Son vakitlerde toplumsal medyada buz küvetine girerek sağlıklı ve dinç kaldığını tez edenler ve birbirlerini düelloya davet edenler görmeye başladık. Bu nedenle beyin kanaması, ritim bozukluğu ve kalp krizi geçiren insanların olduğu haberleri de gelmeye başladı. Çok sıcaklardan bunalanlar, sıhhatte alternatif yolları denemeyi sevenler, hatta tahminen de ekonomik zorlukların gerilimini sıra dışı işlerle unutmaya çalışanlar bilhassa bu bahse ilgi gösteriyor.

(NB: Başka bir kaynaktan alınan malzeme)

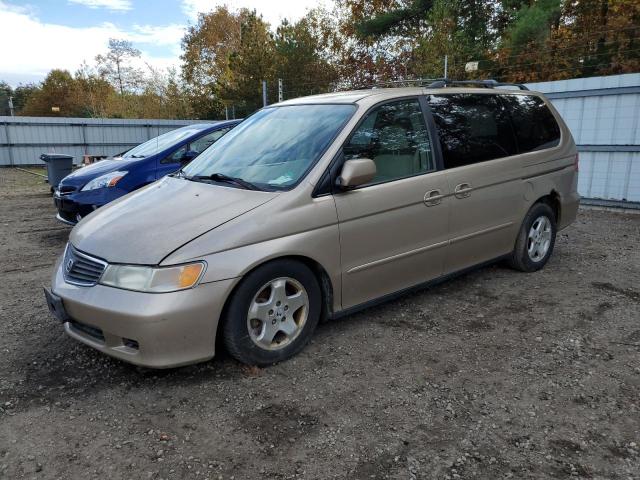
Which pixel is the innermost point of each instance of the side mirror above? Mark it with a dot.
(188, 156)
(356, 172)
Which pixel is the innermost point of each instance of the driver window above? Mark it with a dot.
(395, 137)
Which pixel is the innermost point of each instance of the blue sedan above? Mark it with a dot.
(93, 186)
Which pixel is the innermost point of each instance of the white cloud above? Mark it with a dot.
(37, 47)
(113, 5)
(273, 11)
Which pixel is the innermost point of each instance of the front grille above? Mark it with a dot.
(66, 189)
(81, 269)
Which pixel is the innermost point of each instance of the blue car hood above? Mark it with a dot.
(83, 175)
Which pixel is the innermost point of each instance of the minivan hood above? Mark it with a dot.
(82, 176)
(145, 226)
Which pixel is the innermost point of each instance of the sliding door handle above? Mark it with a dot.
(463, 190)
(433, 198)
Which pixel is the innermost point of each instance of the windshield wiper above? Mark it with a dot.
(221, 177)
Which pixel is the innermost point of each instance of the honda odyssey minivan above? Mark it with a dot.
(314, 208)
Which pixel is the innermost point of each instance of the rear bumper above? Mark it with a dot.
(152, 330)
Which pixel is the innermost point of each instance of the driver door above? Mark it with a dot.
(394, 230)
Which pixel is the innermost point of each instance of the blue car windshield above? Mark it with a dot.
(164, 141)
(274, 148)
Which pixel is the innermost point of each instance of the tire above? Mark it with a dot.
(526, 255)
(272, 314)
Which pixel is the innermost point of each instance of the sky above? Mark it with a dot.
(39, 35)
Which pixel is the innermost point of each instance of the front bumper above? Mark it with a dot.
(157, 330)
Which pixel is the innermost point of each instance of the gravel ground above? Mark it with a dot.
(496, 374)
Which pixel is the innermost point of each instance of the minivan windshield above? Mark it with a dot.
(274, 148)
(162, 142)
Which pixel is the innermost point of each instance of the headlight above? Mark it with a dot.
(153, 280)
(106, 180)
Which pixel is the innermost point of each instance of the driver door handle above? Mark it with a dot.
(462, 190)
(433, 198)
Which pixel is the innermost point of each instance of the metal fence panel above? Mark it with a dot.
(23, 139)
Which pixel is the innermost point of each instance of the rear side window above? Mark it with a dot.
(472, 128)
(534, 124)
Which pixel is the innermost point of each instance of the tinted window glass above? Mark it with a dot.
(534, 124)
(395, 137)
(472, 128)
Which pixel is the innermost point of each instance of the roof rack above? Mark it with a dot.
(442, 83)
(445, 82)
(415, 82)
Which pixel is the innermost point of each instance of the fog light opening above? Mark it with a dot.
(130, 343)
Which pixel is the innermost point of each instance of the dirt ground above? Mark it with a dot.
(496, 374)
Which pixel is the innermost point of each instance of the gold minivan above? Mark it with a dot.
(314, 208)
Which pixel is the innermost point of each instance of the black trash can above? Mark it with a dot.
(58, 167)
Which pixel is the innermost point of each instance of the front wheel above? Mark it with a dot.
(272, 314)
(536, 239)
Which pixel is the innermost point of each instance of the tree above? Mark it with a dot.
(207, 48)
(5, 93)
(115, 65)
(252, 62)
(301, 58)
(82, 96)
(396, 19)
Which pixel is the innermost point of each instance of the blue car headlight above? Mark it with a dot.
(103, 181)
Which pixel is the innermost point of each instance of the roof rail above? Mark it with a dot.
(446, 82)
(415, 82)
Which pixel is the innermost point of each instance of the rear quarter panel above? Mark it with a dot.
(552, 171)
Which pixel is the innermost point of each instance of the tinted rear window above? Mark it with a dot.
(472, 128)
(534, 124)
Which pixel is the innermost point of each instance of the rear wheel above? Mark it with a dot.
(272, 313)
(536, 239)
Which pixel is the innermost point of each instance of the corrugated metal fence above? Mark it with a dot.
(603, 114)
(23, 139)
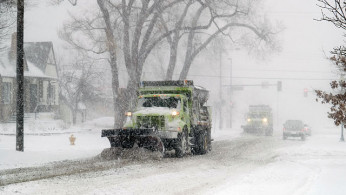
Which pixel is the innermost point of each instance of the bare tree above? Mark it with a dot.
(126, 26)
(77, 84)
(7, 20)
(334, 12)
(208, 20)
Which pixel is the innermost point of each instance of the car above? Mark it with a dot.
(307, 129)
(294, 128)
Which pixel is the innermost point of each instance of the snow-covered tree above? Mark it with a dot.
(334, 12)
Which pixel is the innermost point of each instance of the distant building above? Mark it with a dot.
(40, 79)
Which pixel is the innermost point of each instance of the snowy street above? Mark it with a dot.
(238, 164)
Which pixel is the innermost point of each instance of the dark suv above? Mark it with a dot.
(294, 128)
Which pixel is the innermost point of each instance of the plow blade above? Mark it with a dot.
(127, 138)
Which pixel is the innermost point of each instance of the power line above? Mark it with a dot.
(268, 78)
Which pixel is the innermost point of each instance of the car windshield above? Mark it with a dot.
(294, 124)
(257, 115)
(162, 101)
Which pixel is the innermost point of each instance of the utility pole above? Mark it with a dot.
(220, 93)
(20, 77)
(230, 95)
(342, 133)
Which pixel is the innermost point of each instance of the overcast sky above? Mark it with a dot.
(305, 42)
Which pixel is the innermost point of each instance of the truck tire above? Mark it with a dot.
(303, 137)
(182, 144)
(202, 142)
(269, 132)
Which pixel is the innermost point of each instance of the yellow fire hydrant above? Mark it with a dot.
(72, 139)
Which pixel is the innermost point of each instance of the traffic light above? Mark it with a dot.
(305, 92)
(279, 86)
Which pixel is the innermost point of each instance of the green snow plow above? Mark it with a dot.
(170, 115)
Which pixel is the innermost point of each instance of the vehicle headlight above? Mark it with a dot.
(175, 113)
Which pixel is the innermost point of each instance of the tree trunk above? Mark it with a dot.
(172, 60)
(74, 116)
(117, 99)
(20, 77)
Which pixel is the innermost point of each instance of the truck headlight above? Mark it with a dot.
(175, 113)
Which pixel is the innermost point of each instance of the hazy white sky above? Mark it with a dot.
(304, 45)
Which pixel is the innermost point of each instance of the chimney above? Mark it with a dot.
(14, 45)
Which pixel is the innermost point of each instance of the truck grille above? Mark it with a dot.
(156, 122)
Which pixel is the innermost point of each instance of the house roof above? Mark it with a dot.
(38, 53)
(36, 56)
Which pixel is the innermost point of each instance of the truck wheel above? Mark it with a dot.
(303, 137)
(182, 144)
(269, 132)
(202, 142)
(209, 139)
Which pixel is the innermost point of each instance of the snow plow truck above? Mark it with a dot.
(259, 120)
(169, 115)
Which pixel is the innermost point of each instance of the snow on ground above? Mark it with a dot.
(315, 166)
(49, 145)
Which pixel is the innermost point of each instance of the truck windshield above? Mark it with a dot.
(258, 115)
(162, 101)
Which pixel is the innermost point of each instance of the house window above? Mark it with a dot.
(6, 92)
(40, 88)
(51, 94)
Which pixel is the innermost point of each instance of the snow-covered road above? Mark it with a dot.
(237, 165)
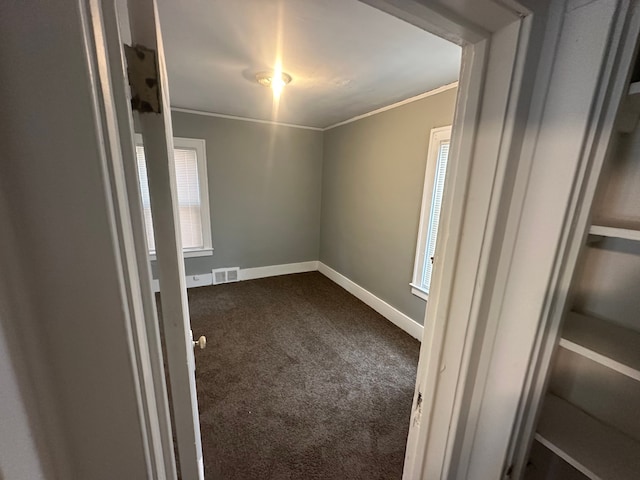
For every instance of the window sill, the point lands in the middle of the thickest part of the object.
(419, 292)
(203, 252)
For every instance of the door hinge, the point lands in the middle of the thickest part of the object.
(142, 70)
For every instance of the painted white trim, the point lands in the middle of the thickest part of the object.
(419, 291)
(204, 279)
(275, 270)
(201, 252)
(391, 313)
(243, 119)
(435, 91)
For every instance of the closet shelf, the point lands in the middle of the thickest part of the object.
(595, 449)
(614, 232)
(634, 89)
(613, 346)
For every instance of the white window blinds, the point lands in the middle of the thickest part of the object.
(189, 198)
(434, 214)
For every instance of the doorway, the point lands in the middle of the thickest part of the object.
(469, 106)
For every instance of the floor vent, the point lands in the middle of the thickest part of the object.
(226, 275)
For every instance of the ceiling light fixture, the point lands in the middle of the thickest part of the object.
(274, 80)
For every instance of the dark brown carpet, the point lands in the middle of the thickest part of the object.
(300, 380)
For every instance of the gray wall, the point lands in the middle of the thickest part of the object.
(264, 188)
(371, 194)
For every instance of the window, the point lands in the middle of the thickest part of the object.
(193, 196)
(430, 213)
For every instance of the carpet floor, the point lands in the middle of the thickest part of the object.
(300, 380)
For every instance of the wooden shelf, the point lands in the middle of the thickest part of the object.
(595, 449)
(613, 346)
(614, 232)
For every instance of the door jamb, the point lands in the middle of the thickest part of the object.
(470, 96)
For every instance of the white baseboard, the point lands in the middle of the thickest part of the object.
(200, 280)
(248, 274)
(392, 314)
(275, 270)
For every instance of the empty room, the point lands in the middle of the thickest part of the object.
(319, 239)
(310, 159)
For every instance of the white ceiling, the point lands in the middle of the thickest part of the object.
(346, 58)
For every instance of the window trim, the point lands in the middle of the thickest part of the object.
(437, 136)
(199, 145)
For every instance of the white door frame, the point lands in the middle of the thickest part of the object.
(138, 22)
(495, 95)
(484, 330)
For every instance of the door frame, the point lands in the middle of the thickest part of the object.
(110, 24)
(494, 96)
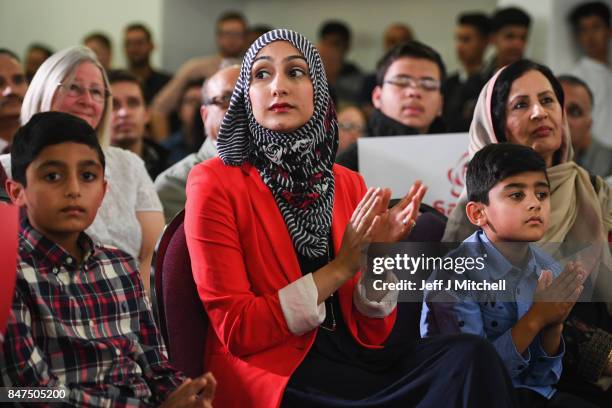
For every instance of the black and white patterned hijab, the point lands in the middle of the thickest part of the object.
(296, 166)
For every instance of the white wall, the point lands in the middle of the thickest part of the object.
(62, 23)
(551, 41)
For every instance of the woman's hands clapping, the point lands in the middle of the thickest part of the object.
(395, 223)
(372, 221)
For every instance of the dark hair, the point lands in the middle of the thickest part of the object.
(140, 27)
(261, 29)
(11, 54)
(496, 162)
(41, 47)
(100, 37)
(414, 49)
(335, 27)
(594, 8)
(48, 129)
(232, 15)
(479, 21)
(575, 81)
(509, 16)
(120, 75)
(501, 91)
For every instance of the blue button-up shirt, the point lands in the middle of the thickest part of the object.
(533, 369)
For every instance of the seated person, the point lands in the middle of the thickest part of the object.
(129, 122)
(509, 199)
(216, 93)
(82, 322)
(589, 152)
(407, 96)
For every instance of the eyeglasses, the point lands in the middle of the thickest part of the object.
(221, 101)
(76, 90)
(426, 84)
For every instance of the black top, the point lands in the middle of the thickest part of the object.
(460, 100)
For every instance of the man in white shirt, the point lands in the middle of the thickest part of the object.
(216, 94)
(591, 24)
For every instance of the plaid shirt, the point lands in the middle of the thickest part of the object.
(87, 328)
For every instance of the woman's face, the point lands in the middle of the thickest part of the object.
(281, 91)
(534, 116)
(82, 94)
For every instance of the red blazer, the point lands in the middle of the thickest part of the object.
(241, 255)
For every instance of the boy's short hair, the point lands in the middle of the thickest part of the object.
(480, 21)
(594, 8)
(411, 49)
(496, 162)
(140, 27)
(509, 16)
(47, 129)
(99, 37)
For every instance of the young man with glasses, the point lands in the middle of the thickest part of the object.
(407, 98)
(216, 94)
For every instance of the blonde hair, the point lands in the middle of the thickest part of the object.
(55, 69)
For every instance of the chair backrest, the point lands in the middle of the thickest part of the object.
(183, 320)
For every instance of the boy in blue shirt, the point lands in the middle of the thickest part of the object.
(509, 199)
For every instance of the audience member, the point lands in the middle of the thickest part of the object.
(129, 121)
(395, 34)
(588, 152)
(509, 201)
(231, 36)
(407, 98)
(591, 25)
(13, 87)
(509, 34)
(35, 56)
(216, 94)
(351, 126)
(336, 35)
(462, 88)
(82, 321)
(138, 46)
(523, 104)
(276, 232)
(184, 141)
(131, 216)
(102, 46)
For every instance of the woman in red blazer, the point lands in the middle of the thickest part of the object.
(276, 233)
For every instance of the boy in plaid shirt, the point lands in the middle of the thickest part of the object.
(81, 319)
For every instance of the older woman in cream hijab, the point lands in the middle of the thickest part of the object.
(523, 104)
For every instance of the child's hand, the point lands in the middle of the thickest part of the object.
(555, 298)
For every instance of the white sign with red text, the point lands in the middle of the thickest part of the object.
(440, 161)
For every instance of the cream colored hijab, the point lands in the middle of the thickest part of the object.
(579, 212)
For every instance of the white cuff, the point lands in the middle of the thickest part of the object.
(371, 308)
(299, 304)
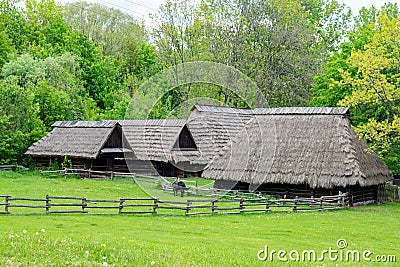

Vücudun olağan sıcaklığı 36-37 santigrat derece ortasındadır. Beden sıcaklığı 35 santigradın altına düştüğünde ve 37,5 santigrat derecenin üstüne çıktığında metabolik değişimler olmaya başlar. Dış ortamın sıcaklığının değişimi ile birlikte cilt ve cilt altı yağ dokusu ter bezleri ile bir arada bu sıcaklık değişimine adaptasyon sağlamaya çalışır. Soğukta damarlar büzülür, sıcakta ise gevşeyerek reaksiyon gösterir. Nabız ve tansiyon bu maruziyetle süratle saniyeler içinde değişir. Cilde temas eden dış ortamın sıcaklığı düşük olduğunda (duş alma, denize girme, şok banyosu vb.) sıcaklık derecesine nazaran reaksiyonun büyüklüğü ortaya çıkar.
Sıcaklık düşüşünün dereceleri vardır. Bunları serin, soğuk, çok soğuk ve donma biçiminde sıralayabiliriz. Banyo yaparken ülkü su sıcaklığı 37-41 derece ortasıdır.